METHODS: A total of 1,542 men and women in a British birth cohort study had IGF-I and II measured by immunoassay of blood samples at age 53 and/or 60-64 years. Fat mass, android:gynoid fat ratio, and appendicular lean mass were measured at 60-64 years using dual-energy X-ray absorptiometry (DXA). Associations between changes in IGF-I or II and body composition outcomes were examined using conditional change linear regression models.

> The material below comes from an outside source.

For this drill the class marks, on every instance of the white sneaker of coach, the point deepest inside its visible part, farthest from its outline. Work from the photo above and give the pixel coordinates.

RESULTS: Mean IGF-I and IGF-II concentrations were lower at 60-64 than at 53 years, by 12.8% for IGF-I and by 12.5% for IGF-II. Larger declines in either IGF-I or II were associated with higher fat mass at 60-64 years. Although higher IGF-I at 53 years was associated with higher lean mass, there was little evidence linking changes in IGF-I or II to lean mass.
CONCLUSIONS: The findings suggest that IGF-I and II concentrations decline with age, and greater declines are associated with higher fat mass levels. These results provide some evidence for the suggested roles of IGF-I and II in regulating fat mass but not lean mass in older age.